4/18/2007

Is Business Ethics an Oxymoron?

Peruse a few of the vast numbers of articles and resources at BusinessEthics.ca and decide for yourself and your organization.

One example of the excellent available information is Incorporating Ethics into the Organization's Strategic Plan summarizing a presentation made by Robert Finocchio, former president, CEO, and chairman of Informix Corp.

:

Management guru Peter Drucker was famous for asking his consulting clients the basic strategic question, "What business are we in?" To integrate ethics into the strategy, businesspeople have to add three more questions...

What do we stand for?
What is our purpose?
What values do we have?

...While ethics should be part of the company's mission statement, long-term strategic plan, public pronouncements, and codes of conduct, unless it is also a "cornerstone of the organizational culture," it will not be effectively integrated into the business strategy, he said.

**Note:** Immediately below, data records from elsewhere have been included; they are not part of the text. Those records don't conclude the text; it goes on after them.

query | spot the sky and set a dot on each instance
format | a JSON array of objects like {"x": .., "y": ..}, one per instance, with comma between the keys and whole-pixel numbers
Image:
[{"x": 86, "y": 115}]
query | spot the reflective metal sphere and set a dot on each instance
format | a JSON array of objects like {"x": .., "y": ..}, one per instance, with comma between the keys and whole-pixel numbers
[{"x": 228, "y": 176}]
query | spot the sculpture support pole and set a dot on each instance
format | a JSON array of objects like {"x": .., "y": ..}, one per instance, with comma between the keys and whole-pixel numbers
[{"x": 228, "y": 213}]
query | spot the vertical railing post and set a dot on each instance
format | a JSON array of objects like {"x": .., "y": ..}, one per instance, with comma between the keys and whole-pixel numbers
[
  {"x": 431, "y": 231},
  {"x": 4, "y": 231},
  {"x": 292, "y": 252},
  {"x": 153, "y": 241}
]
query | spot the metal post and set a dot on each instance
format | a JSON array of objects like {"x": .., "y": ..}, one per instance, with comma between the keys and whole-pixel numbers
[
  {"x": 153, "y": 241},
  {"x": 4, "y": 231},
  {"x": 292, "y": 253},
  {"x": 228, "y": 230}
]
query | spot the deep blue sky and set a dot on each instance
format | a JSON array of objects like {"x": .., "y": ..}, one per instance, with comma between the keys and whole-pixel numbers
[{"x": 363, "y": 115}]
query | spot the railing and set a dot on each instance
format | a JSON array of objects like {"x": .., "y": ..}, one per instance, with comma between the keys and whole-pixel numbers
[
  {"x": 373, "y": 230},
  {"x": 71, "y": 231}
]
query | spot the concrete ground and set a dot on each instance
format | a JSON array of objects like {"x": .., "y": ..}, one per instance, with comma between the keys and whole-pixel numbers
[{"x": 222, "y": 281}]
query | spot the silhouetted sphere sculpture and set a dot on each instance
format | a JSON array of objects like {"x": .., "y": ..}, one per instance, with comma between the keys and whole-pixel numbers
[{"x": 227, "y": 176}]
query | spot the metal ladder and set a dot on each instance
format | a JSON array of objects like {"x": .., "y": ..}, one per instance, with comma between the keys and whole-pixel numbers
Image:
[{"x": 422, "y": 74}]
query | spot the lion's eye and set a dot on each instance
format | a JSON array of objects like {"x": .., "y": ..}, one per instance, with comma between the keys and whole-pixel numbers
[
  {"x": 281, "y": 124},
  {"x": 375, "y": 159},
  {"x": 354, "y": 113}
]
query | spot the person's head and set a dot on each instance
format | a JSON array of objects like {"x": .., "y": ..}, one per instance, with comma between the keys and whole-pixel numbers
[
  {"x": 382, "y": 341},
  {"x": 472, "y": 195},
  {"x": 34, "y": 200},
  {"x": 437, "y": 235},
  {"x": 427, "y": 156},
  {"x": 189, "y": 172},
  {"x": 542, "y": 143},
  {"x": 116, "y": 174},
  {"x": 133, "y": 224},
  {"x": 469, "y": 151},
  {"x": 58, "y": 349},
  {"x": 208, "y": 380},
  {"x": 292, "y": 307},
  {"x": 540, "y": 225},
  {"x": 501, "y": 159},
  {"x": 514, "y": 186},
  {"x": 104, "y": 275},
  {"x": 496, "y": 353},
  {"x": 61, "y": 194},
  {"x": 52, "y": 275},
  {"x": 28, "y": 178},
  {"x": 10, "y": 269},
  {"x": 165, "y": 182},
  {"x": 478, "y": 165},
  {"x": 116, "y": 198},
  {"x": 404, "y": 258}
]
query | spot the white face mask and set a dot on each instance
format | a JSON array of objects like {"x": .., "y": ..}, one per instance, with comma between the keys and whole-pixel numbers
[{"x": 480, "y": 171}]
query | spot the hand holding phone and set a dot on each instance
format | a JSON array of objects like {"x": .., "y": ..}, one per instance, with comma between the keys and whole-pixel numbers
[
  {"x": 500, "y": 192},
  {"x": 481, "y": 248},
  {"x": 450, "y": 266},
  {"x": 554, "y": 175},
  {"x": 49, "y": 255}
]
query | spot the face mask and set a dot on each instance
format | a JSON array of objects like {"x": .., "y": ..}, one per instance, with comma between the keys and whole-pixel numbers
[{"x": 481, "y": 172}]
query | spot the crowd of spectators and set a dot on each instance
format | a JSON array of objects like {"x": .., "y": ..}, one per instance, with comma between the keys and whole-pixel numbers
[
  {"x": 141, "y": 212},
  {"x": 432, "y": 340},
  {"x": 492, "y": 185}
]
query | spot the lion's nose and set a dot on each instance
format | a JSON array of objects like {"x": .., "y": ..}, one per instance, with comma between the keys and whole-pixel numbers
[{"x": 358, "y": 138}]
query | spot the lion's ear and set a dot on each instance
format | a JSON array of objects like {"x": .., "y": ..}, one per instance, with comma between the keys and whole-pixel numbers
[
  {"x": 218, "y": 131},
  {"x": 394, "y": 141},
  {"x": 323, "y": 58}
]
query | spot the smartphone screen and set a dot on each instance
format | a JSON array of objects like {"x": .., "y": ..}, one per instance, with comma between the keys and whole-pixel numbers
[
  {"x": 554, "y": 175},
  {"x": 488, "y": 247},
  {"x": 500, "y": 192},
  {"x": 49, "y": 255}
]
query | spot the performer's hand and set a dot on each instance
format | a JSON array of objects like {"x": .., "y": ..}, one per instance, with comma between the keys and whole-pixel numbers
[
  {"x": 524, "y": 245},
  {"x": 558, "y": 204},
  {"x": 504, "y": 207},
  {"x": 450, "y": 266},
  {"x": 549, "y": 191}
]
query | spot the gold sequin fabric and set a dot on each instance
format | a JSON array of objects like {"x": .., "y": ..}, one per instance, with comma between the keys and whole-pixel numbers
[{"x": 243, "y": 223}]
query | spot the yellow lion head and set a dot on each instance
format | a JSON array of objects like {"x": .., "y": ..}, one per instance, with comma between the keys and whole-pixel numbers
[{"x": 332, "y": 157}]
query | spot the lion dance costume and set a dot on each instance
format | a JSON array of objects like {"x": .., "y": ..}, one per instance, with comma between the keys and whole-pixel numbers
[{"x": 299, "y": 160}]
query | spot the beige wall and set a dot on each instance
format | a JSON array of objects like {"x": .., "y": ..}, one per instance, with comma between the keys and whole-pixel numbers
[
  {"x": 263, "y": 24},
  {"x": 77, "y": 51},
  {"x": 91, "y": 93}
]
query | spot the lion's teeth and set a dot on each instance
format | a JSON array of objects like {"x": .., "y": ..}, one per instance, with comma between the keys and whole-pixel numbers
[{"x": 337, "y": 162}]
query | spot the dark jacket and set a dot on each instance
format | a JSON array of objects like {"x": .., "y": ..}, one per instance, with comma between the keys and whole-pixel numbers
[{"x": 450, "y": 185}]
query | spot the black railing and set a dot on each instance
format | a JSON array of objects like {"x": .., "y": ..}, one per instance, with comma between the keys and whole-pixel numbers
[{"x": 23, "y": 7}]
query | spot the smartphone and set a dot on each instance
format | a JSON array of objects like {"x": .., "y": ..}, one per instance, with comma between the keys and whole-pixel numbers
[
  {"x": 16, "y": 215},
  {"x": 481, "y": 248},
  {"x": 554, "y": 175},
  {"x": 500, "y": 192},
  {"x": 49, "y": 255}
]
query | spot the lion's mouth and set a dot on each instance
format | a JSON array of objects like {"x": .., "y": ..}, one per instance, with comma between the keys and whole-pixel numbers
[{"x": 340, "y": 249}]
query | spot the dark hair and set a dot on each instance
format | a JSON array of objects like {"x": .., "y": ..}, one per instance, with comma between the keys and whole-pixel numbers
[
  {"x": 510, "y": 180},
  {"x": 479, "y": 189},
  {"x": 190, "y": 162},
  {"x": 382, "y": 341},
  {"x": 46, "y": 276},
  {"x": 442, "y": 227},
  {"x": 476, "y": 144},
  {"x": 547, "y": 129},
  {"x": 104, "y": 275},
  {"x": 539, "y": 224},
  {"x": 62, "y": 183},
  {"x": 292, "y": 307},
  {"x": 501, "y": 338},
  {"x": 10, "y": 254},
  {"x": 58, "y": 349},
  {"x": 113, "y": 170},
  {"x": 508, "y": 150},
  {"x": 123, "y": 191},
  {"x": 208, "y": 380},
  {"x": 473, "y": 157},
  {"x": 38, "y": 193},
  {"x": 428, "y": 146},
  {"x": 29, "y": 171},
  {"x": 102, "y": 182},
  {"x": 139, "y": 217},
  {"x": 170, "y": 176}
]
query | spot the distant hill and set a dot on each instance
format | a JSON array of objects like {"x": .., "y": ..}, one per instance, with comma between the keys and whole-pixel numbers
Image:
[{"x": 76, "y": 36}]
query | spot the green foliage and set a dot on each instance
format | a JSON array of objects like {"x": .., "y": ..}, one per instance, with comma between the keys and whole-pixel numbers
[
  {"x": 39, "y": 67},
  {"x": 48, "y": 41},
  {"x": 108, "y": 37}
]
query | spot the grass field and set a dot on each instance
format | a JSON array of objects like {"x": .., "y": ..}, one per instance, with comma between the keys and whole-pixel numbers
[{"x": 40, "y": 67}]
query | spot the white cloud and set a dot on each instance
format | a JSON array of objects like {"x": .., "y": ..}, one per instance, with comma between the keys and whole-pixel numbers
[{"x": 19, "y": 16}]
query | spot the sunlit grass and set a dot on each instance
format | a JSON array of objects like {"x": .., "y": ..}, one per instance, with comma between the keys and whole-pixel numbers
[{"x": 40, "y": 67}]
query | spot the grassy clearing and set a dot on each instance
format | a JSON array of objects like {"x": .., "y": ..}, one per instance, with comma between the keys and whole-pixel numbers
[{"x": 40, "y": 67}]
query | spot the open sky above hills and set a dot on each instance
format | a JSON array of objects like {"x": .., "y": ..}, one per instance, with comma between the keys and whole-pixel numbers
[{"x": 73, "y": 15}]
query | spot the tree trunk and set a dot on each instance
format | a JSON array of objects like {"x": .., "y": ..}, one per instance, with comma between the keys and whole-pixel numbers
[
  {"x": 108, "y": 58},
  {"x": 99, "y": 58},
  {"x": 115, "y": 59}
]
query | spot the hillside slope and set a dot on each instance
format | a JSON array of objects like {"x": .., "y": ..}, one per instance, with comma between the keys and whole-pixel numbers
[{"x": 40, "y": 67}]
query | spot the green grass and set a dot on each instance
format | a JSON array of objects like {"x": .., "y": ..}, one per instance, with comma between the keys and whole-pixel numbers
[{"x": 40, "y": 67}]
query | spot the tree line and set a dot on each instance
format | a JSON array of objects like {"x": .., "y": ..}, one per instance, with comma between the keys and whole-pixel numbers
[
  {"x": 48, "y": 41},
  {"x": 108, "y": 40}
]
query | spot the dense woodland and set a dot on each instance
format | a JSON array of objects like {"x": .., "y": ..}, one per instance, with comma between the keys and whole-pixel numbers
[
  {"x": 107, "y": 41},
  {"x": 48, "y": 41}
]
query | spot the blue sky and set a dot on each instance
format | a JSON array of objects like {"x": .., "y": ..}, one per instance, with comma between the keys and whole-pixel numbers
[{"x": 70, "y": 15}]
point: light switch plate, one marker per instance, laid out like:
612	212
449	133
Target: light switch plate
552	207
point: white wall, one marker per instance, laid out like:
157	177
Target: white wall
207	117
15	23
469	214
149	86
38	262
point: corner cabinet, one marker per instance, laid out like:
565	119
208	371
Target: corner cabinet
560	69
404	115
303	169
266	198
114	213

To really incorporate ethics, he presented these "prescriptions":

1. Don't be in an unethical business in the first place...
2. Obey the law and spirit of the law everywhere you do business.
3. Articulate a complete strategy, including purpose.
4. Explicitly articulate values as a key component to the strategy. 5. Values must also be real, and must reflect actual behavior, especially among the organization's leaders.
6. Don't rely on auditors, ethics officers, compliance officers, cops, regulations, manuals, and audits as the vehicle to insert ethics into the strategy.
7. Emphasize principles more than rules. (This is the best way to be more demanding of the organization.)
8. Individual ethical responsibility and accountability are never trumped by some corporate or organizational imperative.There is no "my company said it was ok" defense.
9. Be totally transparent with your constituents, and make that part of the strategy.
10. Have a framework and process for the resolution of ethical issues.
11. Have the right organizational structure.
12. Have rewards based on the right metrics.
13. Make employee development part of strategy and make ethics training part of employee development.
14. Encourage all employees to be challenging and demanding in the ethical domain (of everyone in the organization, including the bosses).

Finocchio went on to offer two practical suggestions for implementing his prescriptions: making an ethics performance evaluation part of the organization's standard end-of-year assessment and creating a strategic plan ethics checklist for the coming year...In planning for the next year, the company would ask itself a series of questions, including:

*Is our purpose sufficiently well articulated?
*Do we face new legal requirements?
*Do we have new constituents?
*If we acquire another organization, how will it be ethically assimilated?
*Are our rewards structures appropriate?
*Is there any need to change the mechanics (constituent communication, employee training, organizational structure, issue resolution processes)?
*How will we measure our performance?
*Do we have new goals/objectives in the ethical domain?